Nov 04, 2013 01:38
Tonight I purged for the first time in years. I did so good all day, I didn't eat anything except a couple handfuls of pretzel nuggets. Then I went to my mom's SO HUNGRY at 11, and ate so much food. Pasta w/beans, apple bread, a bagel, cheese, and a piece of apple pie. Came back to my dad's around 12 and threw up as much as I could. I just wanna be able to weigh myself in the morning without everything I binged on showing up. I said something to my brother and his girlfriend as I was eating which I thought was pretty accurate. Something to the effect that since my dad never buys food at his house, I eat as much as I can when I finally do eat because I don't know when I'm going to eat again. Soo unhealthy. When I'm able to eat at regular intervals, binging doesn't happen. I grabbed bagels that my brother's girlfriend brought home from work at Dunkin, but I don't want that to be the only thing that I'm eating either. Carbs are evil.

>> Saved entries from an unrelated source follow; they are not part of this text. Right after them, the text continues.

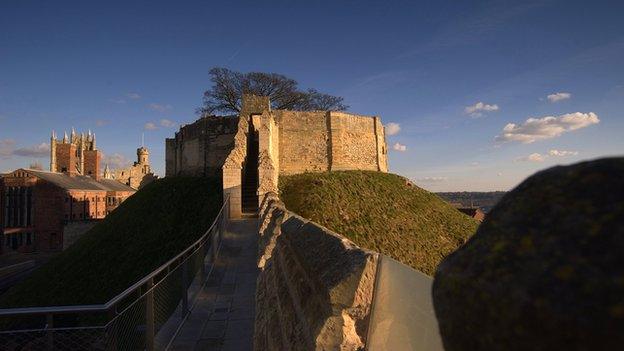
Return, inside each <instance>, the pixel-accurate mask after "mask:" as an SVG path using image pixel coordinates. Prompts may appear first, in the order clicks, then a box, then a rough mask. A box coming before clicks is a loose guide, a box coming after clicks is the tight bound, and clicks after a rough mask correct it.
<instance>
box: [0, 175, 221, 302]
mask: <svg viewBox="0 0 624 351" xmlns="http://www.w3.org/2000/svg"><path fill="white" fill-rule="evenodd" d="M221 188H222V187H221V182H220V180H219V179H211V178H165V179H160V180H157V181H155V182H153V183H151V184H149V185H148V186H146V187H145V188H143V189H141V191H139V192H137V193H136V194H135V195H133V196H132V197H130V198H129V199H128V200H126V201H125V202H124V203H123V204H121V206H119V207H118V208H117V209H116V210H115V211H113V212H112V213H111V214H110V215H108V216H107V217H106V219H105V220H103V221H102V222H100V223H98V224H97V225H96V226H94V227H93V228H92V229H91V230H90V231H89V232H87V233H85V234H84V235H83V236H82V237H81V238H80V239H79V240H78V241H77V242H76V243H75V244H74V245H72V246H71V247H70V248H69V249H67V250H66V251H64V252H62V253H60V254H58V255H57V256H56V257H54V258H53V259H51V260H50V261H49V262H48V263H47V264H45V265H44V266H42V267H40V268H39V269H37V270H36V271H35V272H34V273H33V274H32V275H31V276H29V277H28V278H27V279H25V280H24V281H22V282H20V283H19V284H17V285H16V286H14V287H12V288H11V289H9V290H8V291H7V292H6V293H5V294H3V295H2V296H0V307H27V306H50V305H74V304H97V303H105V302H106V301H108V300H109V299H110V298H112V297H113V296H115V295H117V294H119V293H120V292H122V291H123V290H125V289H126V288H127V287H129V286H130V285H132V284H133V283H135V282H136V281H138V280H139V279H140V278H142V277H143V276H145V275H146V274H148V273H149V272H151V271H152V270H154V269H155V268H157V267H159V266H160V265H162V264H164V263H165V262H167V261H168V260H170V259H171V258H173V257H174V256H175V255H176V254H178V253H179V252H180V251H182V250H183V249H184V248H186V247H187V246H189V245H190V244H192V243H193V242H194V241H195V240H197V239H198V238H199V237H200V236H201V235H202V234H203V233H204V232H205V231H206V229H208V227H209V226H210V224H212V221H213V220H214V218H215V216H216V215H217V213H218V211H219V209H220V208H221V204H222V202H223V201H222V189H221Z"/></svg>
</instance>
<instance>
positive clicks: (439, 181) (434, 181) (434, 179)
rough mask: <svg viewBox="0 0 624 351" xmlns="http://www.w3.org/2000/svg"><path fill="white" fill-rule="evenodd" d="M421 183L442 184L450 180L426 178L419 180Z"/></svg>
mask: <svg viewBox="0 0 624 351" xmlns="http://www.w3.org/2000/svg"><path fill="white" fill-rule="evenodd" d="M417 180H418V181H419V182H423V183H441V182H445V181H447V180H448V178H447V177H424V178H419V179H417Z"/></svg>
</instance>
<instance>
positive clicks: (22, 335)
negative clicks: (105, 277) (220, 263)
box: [0, 198, 229, 350]
mask: <svg viewBox="0 0 624 351" xmlns="http://www.w3.org/2000/svg"><path fill="white" fill-rule="evenodd" d="M228 205H229V198H226V199H225V201H224V203H223V206H222V207H221V209H220V211H219V213H218V214H217V216H216V218H215V220H214V222H213V223H212V225H211V226H210V228H209V229H208V230H207V231H206V232H205V233H204V235H202V236H201V238H199V239H198V240H197V241H195V242H194V243H193V244H192V245H190V246H189V247H188V248H186V249H185V250H184V251H182V252H181V253H179V254H178V255H177V256H175V257H174V258H172V259H171V260H169V261H168V262H167V263H165V264H163V265H162V266H160V267H158V268H157V269H156V270H154V271H152V272H151V273H150V274H148V275H147V276H145V277H143V278H142V279H140V280H139V281H138V282H136V283H135V284H133V285H132V286H130V287H128V288H127V289H126V290H124V291H123V292H122V293H120V294H119V295H117V296H115V297H113V298H112V299H110V300H109V301H108V302H106V303H105V304H100V305H78V306H53V307H27V308H10V309H0V350H155V349H167V348H168V347H169V346H170V344H171V342H172V341H173V339H174V338H175V336H176V335H177V333H178V332H179V330H180V328H181V327H182V324H183V323H184V321H185V320H186V318H187V316H188V313H189V305H190V304H193V303H194V301H195V300H196V299H197V297H198V296H199V292H200V290H201V289H202V287H203V286H204V285H205V282H206V281H207V279H208V277H209V276H210V274H211V272H212V270H213V268H214V267H215V264H216V263H217V260H216V258H217V257H218V255H219V249H220V246H221V239H222V236H223V234H224V231H225V227H226V225H227V221H228V213H229V211H228ZM6 329H9V330H6Z"/></svg>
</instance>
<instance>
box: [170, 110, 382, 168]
mask: <svg viewBox="0 0 624 351" xmlns="http://www.w3.org/2000/svg"><path fill="white" fill-rule="evenodd" d="M262 103H263V101H260V102H257V101H254V103H253V104H251V105H253V106H249V104H248V105H247V107H246V108H244V111H241V116H244V117H245V118H250V117H251V116H252V115H255V116H256V117H258V118H257V120H256V122H254V127H255V128H256V130H259V128H260V126H261V125H262V123H264V122H262V119H263V118H264V119H267V118H271V119H272V120H273V122H271V123H273V127H272V128H270V130H269V132H268V134H266V136H267V137H268V138H270V139H271V140H273V141H277V143H273V145H272V148H271V150H266V151H267V152H268V155H269V157H271V158H272V159H273V161H274V162H273V164H274V165H278V164H279V168H278V171H279V174H296V173H302V172H322V171H329V170H351V169H362V170H374V171H382V172H387V171H388V164H387V148H386V142H385V136H384V129H383V125H382V124H381V120H380V119H379V117H371V116H363V115H355V114H350V113H345V112H334V111H288V110H275V111H271V110H270V109H269V108H268V100H267V101H264V103H265V104H266V105H267V106H266V109H265V110H266V111H267V112H268V113H269V116H267V115H264V114H263V111H264V110H263V106H262ZM256 105H258V106H256ZM244 106H245V105H244ZM261 116H263V117H261ZM237 119H238V118H235V117H215V116H211V117H204V118H201V119H199V120H197V121H196V122H195V123H193V124H189V125H186V126H183V127H182V128H181V129H180V131H179V132H177V133H176V135H175V138H171V139H167V140H166V149H167V151H166V175H167V176H173V175H219V174H221V168H222V167H223V165H224V163H225V160H226V159H227V157H228V155H229V154H230V152H232V151H233V150H234V144H235V143H234V135H235V134H236V133H237V132H238V129H239V128H238V121H237ZM267 123H268V122H267ZM240 133H244V134H245V136H246V133H247V130H242V129H241V131H240ZM262 140H263V138H260V143H262ZM240 144H241V145H243V144H244V145H245V146H246V143H240ZM261 150H262V147H261ZM241 151H243V152H244V150H241Z"/></svg>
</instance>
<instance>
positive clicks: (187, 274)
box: [181, 257, 188, 318]
mask: <svg viewBox="0 0 624 351" xmlns="http://www.w3.org/2000/svg"><path fill="white" fill-rule="evenodd" d="M187 282H188V257H187V258H186V259H185V260H184V262H183V263H182V316H181V317H182V318H184V317H185V316H186V313H187V312H188V291H187V287H188V284H187Z"/></svg>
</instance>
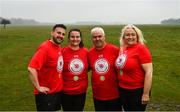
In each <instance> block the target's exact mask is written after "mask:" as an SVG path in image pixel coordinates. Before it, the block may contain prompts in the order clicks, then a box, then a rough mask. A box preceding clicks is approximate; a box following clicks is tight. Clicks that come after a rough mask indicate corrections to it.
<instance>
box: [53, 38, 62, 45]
mask: <svg viewBox="0 0 180 112" xmlns="http://www.w3.org/2000/svg"><path fill="white" fill-rule="evenodd" d="M52 39H53V42H54V43H56V44H61V43H62V42H63V41H64V40H63V38H56V37H52Z"/></svg>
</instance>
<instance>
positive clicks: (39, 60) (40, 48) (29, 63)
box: [28, 47, 47, 70]
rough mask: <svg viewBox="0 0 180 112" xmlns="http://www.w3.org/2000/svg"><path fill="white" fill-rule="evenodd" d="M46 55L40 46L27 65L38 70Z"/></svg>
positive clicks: (46, 52) (46, 55) (42, 49)
mask: <svg viewBox="0 0 180 112" xmlns="http://www.w3.org/2000/svg"><path fill="white" fill-rule="evenodd" d="M46 57H47V52H46V50H45V49H44V48H42V47H40V48H38V49H37V51H36V53H35V54H34V56H33V57H32V59H31V61H30V63H29V65H28V66H29V67H32V68H35V69H37V70H40V69H41V68H42V66H43V65H44V64H45V62H46V59H47V58H46Z"/></svg>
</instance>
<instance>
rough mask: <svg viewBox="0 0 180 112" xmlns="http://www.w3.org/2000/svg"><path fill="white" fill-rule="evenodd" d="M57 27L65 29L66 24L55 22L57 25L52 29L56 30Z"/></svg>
mask: <svg viewBox="0 0 180 112" xmlns="http://www.w3.org/2000/svg"><path fill="white" fill-rule="evenodd" d="M57 27H61V28H63V29H65V30H66V26H65V25H63V24H55V25H54V26H53V29H52V30H53V31H54V30H55V29H56V28H57Z"/></svg>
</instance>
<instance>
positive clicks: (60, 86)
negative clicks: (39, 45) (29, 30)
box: [29, 40, 63, 94]
mask: <svg viewBox="0 0 180 112" xmlns="http://www.w3.org/2000/svg"><path fill="white" fill-rule="evenodd" d="M29 67H32V68H35V69H36V70H37V72H38V80H39V84H40V86H45V87H48V88H49V89H50V91H49V92H48V94H50V93H55V92H59V91H61V90H62V87H63V81H62V68H63V58H62V54H61V48H60V47H59V46H58V45H55V44H54V43H52V42H51V41H50V40H47V41H45V42H44V43H42V44H41V45H40V46H39V48H38V49H37V51H36V53H35V54H34V56H33V57H32V59H31V61H30V63H29ZM34 94H39V92H38V91H37V89H36V88H35V89H34Z"/></svg>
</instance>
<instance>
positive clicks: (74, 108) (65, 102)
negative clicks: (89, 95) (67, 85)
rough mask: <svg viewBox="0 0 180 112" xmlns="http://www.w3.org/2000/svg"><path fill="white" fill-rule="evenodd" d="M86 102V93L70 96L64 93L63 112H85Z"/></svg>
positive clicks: (63, 95) (63, 99)
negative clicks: (84, 111) (84, 107)
mask: <svg viewBox="0 0 180 112" xmlns="http://www.w3.org/2000/svg"><path fill="white" fill-rule="evenodd" d="M85 100H86V93H83V94H78V95H68V94H65V93H63V98H62V108H63V111H83V109H84V104H85Z"/></svg>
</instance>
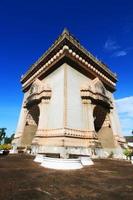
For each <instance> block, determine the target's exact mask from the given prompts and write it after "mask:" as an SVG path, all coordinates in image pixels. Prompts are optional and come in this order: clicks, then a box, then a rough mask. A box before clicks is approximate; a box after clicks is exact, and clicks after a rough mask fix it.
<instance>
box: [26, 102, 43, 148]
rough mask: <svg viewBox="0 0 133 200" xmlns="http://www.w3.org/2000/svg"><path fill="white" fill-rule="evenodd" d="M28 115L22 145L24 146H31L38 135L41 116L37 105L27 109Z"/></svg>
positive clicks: (39, 111) (26, 118)
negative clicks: (39, 115) (38, 123)
mask: <svg viewBox="0 0 133 200" xmlns="http://www.w3.org/2000/svg"><path fill="white" fill-rule="evenodd" d="M27 109H28V113H27V117H26V123H25V128H24V133H23V137H22V145H23V146H30V145H31V143H32V140H33V138H34V136H35V134H36V131H37V128H38V123H39V115H40V110H39V106H38V105H37V104H34V105H32V106H31V107H29V108H27Z"/></svg>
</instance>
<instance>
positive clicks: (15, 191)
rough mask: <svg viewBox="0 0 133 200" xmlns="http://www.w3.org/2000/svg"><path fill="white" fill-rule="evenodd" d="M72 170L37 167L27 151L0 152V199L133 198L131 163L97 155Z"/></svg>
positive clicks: (112, 199) (5, 199)
mask: <svg viewBox="0 0 133 200" xmlns="http://www.w3.org/2000/svg"><path fill="white" fill-rule="evenodd" d="M94 163H95V165H94V166H90V167H85V168H83V169H80V170H75V171H61V170H52V169H46V168H43V167H40V166H39V164H37V163H35V162H33V157H32V156H28V155H8V156H0V200H93V199H97V200H130V199H131V200H133V165H132V164H130V162H127V161H116V160H107V159H101V160H100V159H99V160H94Z"/></svg>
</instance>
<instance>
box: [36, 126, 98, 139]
mask: <svg viewBox="0 0 133 200" xmlns="http://www.w3.org/2000/svg"><path fill="white" fill-rule="evenodd" d="M63 136H66V137H73V138H75V137H77V138H85V139H97V134H96V133H95V132H92V131H88V130H77V129H70V128H65V129H39V130H38V131H37V134H36V137H63Z"/></svg>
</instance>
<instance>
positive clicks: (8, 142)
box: [5, 133, 15, 144]
mask: <svg viewBox="0 0 133 200" xmlns="http://www.w3.org/2000/svg"><path fill="white" fill-rule="evenodd" d="M14 135H15V134H14V133H13V134H12V135H11V136H10V137H5V144H11V142H12V140H13V139H14Z"/></svg>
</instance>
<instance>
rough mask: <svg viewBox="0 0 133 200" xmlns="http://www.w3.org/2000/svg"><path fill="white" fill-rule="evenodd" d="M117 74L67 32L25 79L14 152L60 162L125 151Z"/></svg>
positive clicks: (33, 68) (56, 42)
mask: <svg viewBox="0 0 133 200" xmlns="http://www.w3.org/2000/svg"><path fill="white" fill-rule="evenodd" d="M116 82H117V78H116V75H115V74H114V73H113V72H112V71H110V69H109V68H108V67H107V66H106V65H105V64H104V63H102V62H101V61H99V60H98V59H96V58H95V57H94V56H93V55H92V54H91V53H89V52H88V51H87V50H86V49H85V48H84V47H83V46H81V44H80V43H79V41H78V40H77V39H75V37H74V36H73V35H71V34H70V33H69V32H68V31H67V30H66V29H65V30H64V31H63V32H62V34H61V35H60V36H59V37H58V39H57V40H56V41H55V42H54V44H53V45H52V46H51V47H50V48H49V49H48V51H46V53H44V54H43V55H42V56H41V57H40V58H39V59H38V60H37V61H36V62H35V63H34V64H33V65H32V66H31V68H30V69H29V70H28V71H27V73H26V74H25V75H24V76H23V77H22V78H21V83H22V89H23V92H24V99H23V103H22V108H21V112H20V117H19V121H18V126H17V130H16V134H15V138H14V140H13V145H14V148H17V147H18V146H24V147H27V146H31V147H32V152H33V153H46V154H47V153H51V154H54V153H55V154H59V155H60V157H69V156H70V155H72V154H77V155H81V154H84V155H93V154H97V155H103V153H104V152H105V151H106V152H108V153H109V152H111V151H113V152H114V153H115V154H119V153H120V152H121V146H122V145H123V143H124V142H125V140H124V138H123V136H122V135H121V128H120V123H119V119H118V115H117V111H116V106H115V102H114V97H113V92H114V91H115V90H116Z"/></svg>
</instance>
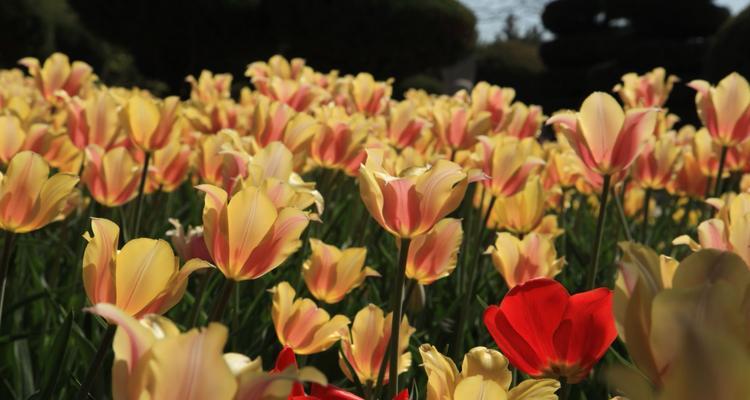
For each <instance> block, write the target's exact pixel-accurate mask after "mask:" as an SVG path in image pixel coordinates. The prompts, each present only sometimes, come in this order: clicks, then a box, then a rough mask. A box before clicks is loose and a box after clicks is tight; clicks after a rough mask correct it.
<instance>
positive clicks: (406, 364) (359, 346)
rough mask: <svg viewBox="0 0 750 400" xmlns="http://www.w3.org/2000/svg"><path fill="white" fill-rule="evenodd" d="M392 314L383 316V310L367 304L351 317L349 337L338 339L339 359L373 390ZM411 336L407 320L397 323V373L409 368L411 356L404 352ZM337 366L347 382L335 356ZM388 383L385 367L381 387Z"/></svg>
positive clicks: (349, 372) (407, 353)
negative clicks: (397, 347)
mask: <svg viewBox="0 0 750 400" xmlns="http://www.w3.org/2000/svg"><path fill="white" fill-rule="evenodd" d="M392 319H393V313H389V314H388V315H387V316H385V317H384V316H383V310H381V309H380V308H378V307H377V306H376V305H374V304H369V305H367V306H366V307H365V308H363V309H361V310H359V312H358V313H357V315H356V316H355V317H354V324H352V329H351V332H350V334H349V335H344V336H343V337H342V338H341V349H342V353H343V357H345V358H346V361H347V362H348V363H349V365H351V367H352V369H353V370H354V372H355V373H356V374H357V377H358V378H359V381H360V382H362V384H364V385H366V386H368V387H373V386H374V385H375V383H376V382H377V380H378V373H379V372H380V366H381V365H382V363H383V362H387V360H385V359H384V356H385V350H386V348H387V347H388V342H389V341H390V339H391V322H392ZM412 333H414V328H412V327H411V325H409V320H408V318H406V316H404V318H403V319H402V320H401V328H400V329H399V338H398V353H399V355H400V356H399V358H398V372H399V374H401V373H403V372H406V371H407V370H408V369H409V367H410V366H411V353H410V352H408V351H406V350H407V348H408V347H409V338H410V337H411V335H412ZM339 366H340V367H341V370H342V371H343V372H344V375H346V377H347V378H349V380H351V381H353V380H354V379H353V376H352V374H351V372H350V371H349V367H348V366H347V365H346V362H345V361H344V359H343V358H342V354H341V353H339ZM388 381H389V371H388V368H387V365H386V367H385V375H384V378H383V384H385V383H387V382H388Z"/></svg>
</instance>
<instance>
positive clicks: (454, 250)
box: [406, 218, 464, 285]
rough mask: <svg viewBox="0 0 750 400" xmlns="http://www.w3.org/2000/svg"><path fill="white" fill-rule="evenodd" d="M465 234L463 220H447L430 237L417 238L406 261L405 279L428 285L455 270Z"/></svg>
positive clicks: (447, 275)
mask: <svg viewBox="0 0 750 400" xmlns="http://www.w3.org/2000/svg"><path fill="white" fill-rule="evenodd" d="M463 235H464V231H463V228H462V227H461V220H458V219H454V218H444V219H442V220H440V222H438V223H437V224H435V226H434V227H433V228H432V229H431V230H430V231H429V232H427V233H425V234H423V235H420V236H417V237H415V238H414V239H413V240H412V242H411V244H410V245H409V255H408V256H407V258H406V277H407V278H410V279H414V280H415V281H417V283H419V284H420V285H429V284H431V283H433V282H435V281H436V280H438V279H440V278H445V277H446V276H448V275H450V274H451V272H453V270H454V269H455V268H456V258H457V255H458V249H459V247H461V241H462V240H463Z"/></svg>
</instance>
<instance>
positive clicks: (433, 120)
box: [432, 103, 492, 153]
mask: <svg viewBox="0 0 750 400" xmlns="http://www.w3.org/2000/svg"><path fill="white" fill-rule="evenodd" d="M432 113H433V115H432V119H433V125H432V130H433V132H434V134H435V136H436V137H437V138H438V140H440V143H441V145H442V146H443V147H445V148H447V149H450V150H451V152H452V153H455V151H457V150H463V149H468V148H469V147H471V146H473V145H474V143H476V141H477V138H478V137H479V136H482V135H486V134H488V133H489V131H490V128H491V127H492V126H491V125H492V124H491V121H490V113H488V112H486V111H479V112H474V111H472V110H471V109H470V108H468V107H467V106H465V105H462V104H451V103H439V104H436V105H435V106H434V107H433V110H432Z"/></svg>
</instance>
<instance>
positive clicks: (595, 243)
mask: <svg viewBox="0 0 750 400" xmlns="http://www.w3.org/2000/svg"><path fill="white" fill-rule="evenodd" d="M603 178H604V182H603V183H602V194H601V198H600V201H599V218H598V220H597V223H596V241H595V242H594V265H593V266H592V268H590V269H589V270H588V274H587V275H588V276H587V277H586V287H587V288H588V289H593V288H594V287H596V275H597V273H598V272H599V259H600V258H601V249H602V239H603V238H604V220H605V219H606V217H607V199H608V198H609V184H610V181H611V179H612V177H611V176H609V175H604V176H603Z"/></svg>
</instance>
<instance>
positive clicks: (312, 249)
mask: <svg viewBox="0 0 750 400" xmlns="http://www.w3.org/2000/svg"><path fill="white" fill-rule="evenodd" d="M310 249H311V251H312V255H311V256H310V258H309V259H307V261H305V262H304V264H302V277H303V278H304V279H305V284H307V288H308V290H310V293H312V295H313V296H315V298H316V299H318V300H321V301H324V302H326V303H328V304H334V303H338V302H339V301H341V300H342V299H343V298H344V296H346V294H347V293H349V292H350V291H352V290H353V289H355V288H357V287H359V286H360V285H361V284H362V282H364V280H365V278H367V277H368V276H380V274H379V273H378V272H377V271H375V270H374V269H372V268H370V267H365V266H364V265H365V257H366V256H367V248H365V247H350V248H348V249H344V250H340V249H339V248H337V247H336V246H331V245H329V244H325V243H323V242H322V241H320V240H318V239H310Z"/></svg>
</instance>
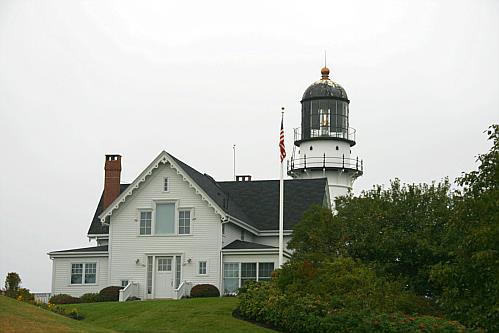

Tomorrow I need to print off like 10 copies of my resume. Write up cover letters for like 5 different types of organizations. Stop in at Big Lots and check in with the hiring manager about my application that I dropped off on Saturday. Go into work at 1. And then be over at my boyfriend's around 5:30, ready to spend the night there and then get up in the morning and go drop my resumes off at a bunch of different places. I looked up some homeless shelters and I still want to look into youth centers, group homes, and rehabs that I would want to work at. I figure if I'm gonna be in his city all the time, I might as well look into job opportunities. Not because he lives there, but because there's a better chance of me getting a job out there.
I skipped my walk this morning, so I want to get that out of the way tomorrow morning when I wake up. I had the whole C25K planned out to complete last month, and I got so behind. I don't want to fall behind this month too.